Something You Need To Watch
I just found out about the existence of this film watching the documentary “Filmmakers For The Prosecution” on TCM last night.
“Nuremberg: Its Lessons For Today” was the official US documentary on the Nazi crimes. It was made from captured German film, by Budd Schulberg - later the author of “What Makes Sammy Run?” and the screenwriter of “On The Waterfront,” and his brother Stuart, who became a film and TV producer, who were working for the OSS after the war to find German film that was later used at the Nuremberg War Crimes Tribunal to convict the Nazis with their own words and actions.
Working with the American Chief Prosecutor, Supreme Court Justice Robert Jackson, Stuart Schulberg’s goal was to educate the public that Nazism would not die with the Nazis (don’t we know that now). The film wasn’t completed until early 1948, by which time US policy toward Germany had moved on from postwar de-nazification to the Cold War, the Berlin Airlift and the Marshall Plan. It was “disappeared” by the government without ever being shown.
In 2009, Stuart’s daughter Sandra found his 16mm copy in a box when she went through her parents’ effects after her mother’s death. It had sat on a shelf in a closet for 60 years.
Sandra decided to have the film restored. The restoration in a clean 35mm print was finished in 2022.
You can watch it (1 hr 18 min) at the US Holocaust Museum - link below.

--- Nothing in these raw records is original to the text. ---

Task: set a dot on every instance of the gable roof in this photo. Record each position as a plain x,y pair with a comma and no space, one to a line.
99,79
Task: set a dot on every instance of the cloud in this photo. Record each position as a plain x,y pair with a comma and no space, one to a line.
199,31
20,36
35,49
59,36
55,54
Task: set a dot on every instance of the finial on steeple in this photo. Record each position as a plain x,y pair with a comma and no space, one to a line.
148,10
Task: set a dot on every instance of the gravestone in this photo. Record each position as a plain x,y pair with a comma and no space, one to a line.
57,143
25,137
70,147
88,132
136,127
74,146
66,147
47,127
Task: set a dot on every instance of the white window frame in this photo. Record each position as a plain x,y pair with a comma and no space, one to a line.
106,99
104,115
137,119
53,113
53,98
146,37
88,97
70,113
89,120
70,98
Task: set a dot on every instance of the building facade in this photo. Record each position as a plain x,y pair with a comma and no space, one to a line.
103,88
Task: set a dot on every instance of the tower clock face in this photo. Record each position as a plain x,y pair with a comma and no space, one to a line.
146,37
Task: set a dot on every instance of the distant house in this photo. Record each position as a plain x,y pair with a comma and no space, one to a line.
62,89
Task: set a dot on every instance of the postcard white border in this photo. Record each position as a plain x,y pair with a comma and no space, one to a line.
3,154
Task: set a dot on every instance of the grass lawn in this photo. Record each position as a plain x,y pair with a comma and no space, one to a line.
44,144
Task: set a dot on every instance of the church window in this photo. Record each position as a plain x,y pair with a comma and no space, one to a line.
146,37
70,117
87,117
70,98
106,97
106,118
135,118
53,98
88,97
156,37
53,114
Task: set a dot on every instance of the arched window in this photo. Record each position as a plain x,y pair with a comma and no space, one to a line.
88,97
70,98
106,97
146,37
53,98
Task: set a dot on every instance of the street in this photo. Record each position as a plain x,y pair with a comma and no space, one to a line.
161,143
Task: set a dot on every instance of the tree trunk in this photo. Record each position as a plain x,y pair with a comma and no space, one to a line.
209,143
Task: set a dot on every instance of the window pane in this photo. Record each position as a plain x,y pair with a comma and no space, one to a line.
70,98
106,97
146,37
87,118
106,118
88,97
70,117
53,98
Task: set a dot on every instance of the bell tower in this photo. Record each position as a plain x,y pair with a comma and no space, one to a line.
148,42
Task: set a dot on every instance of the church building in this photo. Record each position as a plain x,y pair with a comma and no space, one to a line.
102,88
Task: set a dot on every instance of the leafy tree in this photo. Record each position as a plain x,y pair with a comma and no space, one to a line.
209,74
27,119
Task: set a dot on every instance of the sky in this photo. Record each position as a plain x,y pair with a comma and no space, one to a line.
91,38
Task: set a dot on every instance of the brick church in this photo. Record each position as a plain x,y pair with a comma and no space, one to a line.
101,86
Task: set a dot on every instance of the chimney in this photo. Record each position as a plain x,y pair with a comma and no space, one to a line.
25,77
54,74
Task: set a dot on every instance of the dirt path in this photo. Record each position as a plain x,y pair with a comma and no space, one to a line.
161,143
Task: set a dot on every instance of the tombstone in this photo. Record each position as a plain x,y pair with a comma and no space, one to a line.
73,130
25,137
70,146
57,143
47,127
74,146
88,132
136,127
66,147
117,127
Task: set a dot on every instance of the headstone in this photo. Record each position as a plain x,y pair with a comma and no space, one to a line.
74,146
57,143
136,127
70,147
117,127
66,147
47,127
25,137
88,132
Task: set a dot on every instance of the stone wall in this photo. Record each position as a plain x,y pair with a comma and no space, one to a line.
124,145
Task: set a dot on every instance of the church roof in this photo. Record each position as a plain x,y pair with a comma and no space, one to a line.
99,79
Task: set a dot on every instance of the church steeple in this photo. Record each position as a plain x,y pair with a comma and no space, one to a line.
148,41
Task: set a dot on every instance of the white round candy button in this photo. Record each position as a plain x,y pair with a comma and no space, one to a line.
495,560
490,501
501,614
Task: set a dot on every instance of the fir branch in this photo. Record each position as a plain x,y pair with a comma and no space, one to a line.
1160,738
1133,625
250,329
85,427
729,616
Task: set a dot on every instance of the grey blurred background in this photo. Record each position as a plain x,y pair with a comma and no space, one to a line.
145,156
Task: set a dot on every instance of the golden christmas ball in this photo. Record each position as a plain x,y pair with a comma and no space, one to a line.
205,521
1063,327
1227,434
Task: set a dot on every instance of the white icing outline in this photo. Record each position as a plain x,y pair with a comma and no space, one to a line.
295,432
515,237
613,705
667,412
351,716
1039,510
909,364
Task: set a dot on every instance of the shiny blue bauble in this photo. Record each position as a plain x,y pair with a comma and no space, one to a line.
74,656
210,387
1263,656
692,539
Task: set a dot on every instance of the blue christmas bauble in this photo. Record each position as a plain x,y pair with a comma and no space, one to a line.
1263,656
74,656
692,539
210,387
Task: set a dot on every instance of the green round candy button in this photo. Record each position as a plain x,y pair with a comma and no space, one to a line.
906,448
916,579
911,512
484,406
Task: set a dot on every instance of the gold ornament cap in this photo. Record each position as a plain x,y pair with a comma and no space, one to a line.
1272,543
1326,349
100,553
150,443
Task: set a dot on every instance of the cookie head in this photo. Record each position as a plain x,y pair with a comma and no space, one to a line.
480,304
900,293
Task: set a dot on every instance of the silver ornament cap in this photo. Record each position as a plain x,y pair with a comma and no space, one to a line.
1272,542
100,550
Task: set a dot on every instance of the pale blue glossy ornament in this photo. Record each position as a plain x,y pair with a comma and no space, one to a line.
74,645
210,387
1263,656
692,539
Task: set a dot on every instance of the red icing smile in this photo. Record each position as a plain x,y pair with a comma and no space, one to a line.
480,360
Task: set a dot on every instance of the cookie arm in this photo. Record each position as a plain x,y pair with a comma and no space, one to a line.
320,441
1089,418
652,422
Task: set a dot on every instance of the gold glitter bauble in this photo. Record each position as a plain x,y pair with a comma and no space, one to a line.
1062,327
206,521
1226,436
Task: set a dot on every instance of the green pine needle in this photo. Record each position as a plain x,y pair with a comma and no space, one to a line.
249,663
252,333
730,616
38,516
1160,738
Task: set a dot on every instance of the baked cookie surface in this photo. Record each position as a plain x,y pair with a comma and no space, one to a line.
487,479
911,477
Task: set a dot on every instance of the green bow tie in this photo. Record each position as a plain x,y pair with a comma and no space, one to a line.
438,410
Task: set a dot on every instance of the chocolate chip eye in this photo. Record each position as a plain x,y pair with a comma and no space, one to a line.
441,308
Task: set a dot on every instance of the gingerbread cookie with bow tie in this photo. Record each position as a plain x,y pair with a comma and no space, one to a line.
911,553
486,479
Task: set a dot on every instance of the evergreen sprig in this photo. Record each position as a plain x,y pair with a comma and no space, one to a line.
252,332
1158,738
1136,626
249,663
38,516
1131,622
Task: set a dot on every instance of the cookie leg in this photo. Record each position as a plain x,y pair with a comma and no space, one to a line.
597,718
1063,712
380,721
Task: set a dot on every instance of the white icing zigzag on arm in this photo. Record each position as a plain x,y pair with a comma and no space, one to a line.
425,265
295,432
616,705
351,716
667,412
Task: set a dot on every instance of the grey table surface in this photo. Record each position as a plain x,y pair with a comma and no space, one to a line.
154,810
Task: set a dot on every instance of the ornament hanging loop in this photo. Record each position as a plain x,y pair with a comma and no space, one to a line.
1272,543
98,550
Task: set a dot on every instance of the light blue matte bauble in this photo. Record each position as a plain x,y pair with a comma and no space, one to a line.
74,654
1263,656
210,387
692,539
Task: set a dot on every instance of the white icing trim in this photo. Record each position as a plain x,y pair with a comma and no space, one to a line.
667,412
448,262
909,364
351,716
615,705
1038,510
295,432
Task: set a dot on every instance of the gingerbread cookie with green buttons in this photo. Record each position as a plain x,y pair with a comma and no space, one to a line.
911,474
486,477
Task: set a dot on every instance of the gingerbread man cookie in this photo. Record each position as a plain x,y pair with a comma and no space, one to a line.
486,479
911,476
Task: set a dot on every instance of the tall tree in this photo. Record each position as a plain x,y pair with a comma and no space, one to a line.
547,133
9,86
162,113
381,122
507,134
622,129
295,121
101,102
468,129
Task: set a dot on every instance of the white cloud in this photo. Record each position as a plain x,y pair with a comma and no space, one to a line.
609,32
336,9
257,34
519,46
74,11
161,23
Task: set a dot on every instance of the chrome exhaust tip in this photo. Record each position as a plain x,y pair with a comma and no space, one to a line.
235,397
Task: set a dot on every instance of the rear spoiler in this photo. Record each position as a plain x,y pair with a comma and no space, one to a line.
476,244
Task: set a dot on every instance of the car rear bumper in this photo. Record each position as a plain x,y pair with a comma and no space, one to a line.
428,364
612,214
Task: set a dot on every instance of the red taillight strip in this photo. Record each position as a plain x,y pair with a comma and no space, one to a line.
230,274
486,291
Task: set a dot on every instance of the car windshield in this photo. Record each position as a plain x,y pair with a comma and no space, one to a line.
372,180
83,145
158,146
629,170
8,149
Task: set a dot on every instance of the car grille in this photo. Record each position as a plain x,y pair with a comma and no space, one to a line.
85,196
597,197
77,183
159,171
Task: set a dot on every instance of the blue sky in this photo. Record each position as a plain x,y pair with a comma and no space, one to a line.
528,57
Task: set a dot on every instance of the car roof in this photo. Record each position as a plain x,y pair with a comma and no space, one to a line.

The film doesn’t pull even one punch. It is not easy viewing even though the original footage it was made from has become the “Nazi footage” you have seen in every documentary on World War II and the Nazis. The difference here is that it’s all together in one place. You don’t have to watch it all at once, but it is well worth watching, and well worth forwarding on to your networks.
Here is a link to the full version.

Tom, I immediately clicked on the link and it took me to a 4:20 minutes short. Is there a full length link?
I watched some of the TCM program. Thanks for your comments further explanation and link.